People sometimes talk about anger as a secondary emotion. When we feel sadness, shame, or fear, we sometimes express it as anger because the vulnerability of those other emotions is too much to bear. Anger can exist as a true primary emotion, though, when it’s a response to injustice. In that context, anger can serve as a call to action. Throughout history, people have risen up against oppression, tyrants, and live bullets because anger gave them strength. Sometimes we need to fight, and anger makes that possible.
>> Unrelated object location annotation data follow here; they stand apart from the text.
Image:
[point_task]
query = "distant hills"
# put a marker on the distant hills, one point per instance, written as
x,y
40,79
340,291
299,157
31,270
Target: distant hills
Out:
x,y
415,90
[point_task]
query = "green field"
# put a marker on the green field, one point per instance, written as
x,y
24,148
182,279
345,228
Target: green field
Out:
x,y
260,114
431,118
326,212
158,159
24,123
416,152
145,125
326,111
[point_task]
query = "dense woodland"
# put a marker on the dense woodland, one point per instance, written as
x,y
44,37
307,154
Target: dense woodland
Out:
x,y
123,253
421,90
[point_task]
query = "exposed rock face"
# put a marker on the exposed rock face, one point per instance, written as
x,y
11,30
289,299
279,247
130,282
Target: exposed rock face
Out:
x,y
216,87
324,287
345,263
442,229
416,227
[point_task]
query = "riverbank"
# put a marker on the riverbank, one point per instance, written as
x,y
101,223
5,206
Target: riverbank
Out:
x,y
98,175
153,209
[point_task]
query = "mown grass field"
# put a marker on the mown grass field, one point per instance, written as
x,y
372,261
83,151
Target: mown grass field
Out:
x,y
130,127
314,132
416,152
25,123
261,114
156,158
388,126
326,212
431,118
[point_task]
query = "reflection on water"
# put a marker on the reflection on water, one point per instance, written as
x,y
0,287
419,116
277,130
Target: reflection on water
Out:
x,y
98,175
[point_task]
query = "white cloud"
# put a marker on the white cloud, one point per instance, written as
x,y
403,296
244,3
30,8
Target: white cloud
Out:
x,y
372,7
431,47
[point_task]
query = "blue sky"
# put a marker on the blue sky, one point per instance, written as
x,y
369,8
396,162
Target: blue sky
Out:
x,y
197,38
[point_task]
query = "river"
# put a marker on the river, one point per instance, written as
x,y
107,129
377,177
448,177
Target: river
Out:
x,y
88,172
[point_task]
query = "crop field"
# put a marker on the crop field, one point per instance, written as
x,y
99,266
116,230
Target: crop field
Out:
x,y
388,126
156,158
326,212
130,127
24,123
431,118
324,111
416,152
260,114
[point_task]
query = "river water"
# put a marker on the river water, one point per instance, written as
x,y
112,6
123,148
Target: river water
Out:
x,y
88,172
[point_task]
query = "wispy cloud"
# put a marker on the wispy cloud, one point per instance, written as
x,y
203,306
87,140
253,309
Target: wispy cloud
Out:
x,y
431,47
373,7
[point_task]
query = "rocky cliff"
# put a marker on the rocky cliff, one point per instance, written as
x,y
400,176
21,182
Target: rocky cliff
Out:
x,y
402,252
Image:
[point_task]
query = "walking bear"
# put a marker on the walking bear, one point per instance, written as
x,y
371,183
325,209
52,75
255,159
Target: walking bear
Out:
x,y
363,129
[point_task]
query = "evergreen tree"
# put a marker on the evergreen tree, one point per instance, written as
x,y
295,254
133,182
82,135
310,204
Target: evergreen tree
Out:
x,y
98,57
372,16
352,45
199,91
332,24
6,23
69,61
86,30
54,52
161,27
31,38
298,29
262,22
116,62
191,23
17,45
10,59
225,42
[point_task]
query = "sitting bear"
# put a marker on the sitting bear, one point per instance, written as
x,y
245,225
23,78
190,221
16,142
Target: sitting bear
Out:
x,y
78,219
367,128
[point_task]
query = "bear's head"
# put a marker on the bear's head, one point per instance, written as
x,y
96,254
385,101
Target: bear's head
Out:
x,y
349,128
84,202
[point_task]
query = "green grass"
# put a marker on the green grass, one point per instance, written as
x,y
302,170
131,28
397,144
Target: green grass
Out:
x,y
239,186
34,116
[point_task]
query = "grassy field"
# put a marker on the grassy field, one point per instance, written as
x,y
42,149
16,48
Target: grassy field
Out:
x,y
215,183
When we aren’t manning the ramparts of revolution, however, we need to find a way to manage anger when it arrives. Rather than stuffing it back into our skull lockers, or giving it unbridled freedom to lash out at others, we need to treat it as a message. Is it alerting us to injustice--a wrong that needs to be righted? Is it the iceberg tip of some more vulnerable emotion? It’s real and it’s telling us something. It’s probably worth listening, before it auto-repeats.
Above all, we need to be aware when anger crosses over into contempt. Anger, when aimed at a person, is about actions, behaviors and consequences. Contempt is about character, personality and worth. Anger pulls us to act and to engage. Contempt makes us withdraw in despair and disgust, and that seldom leads to anything good.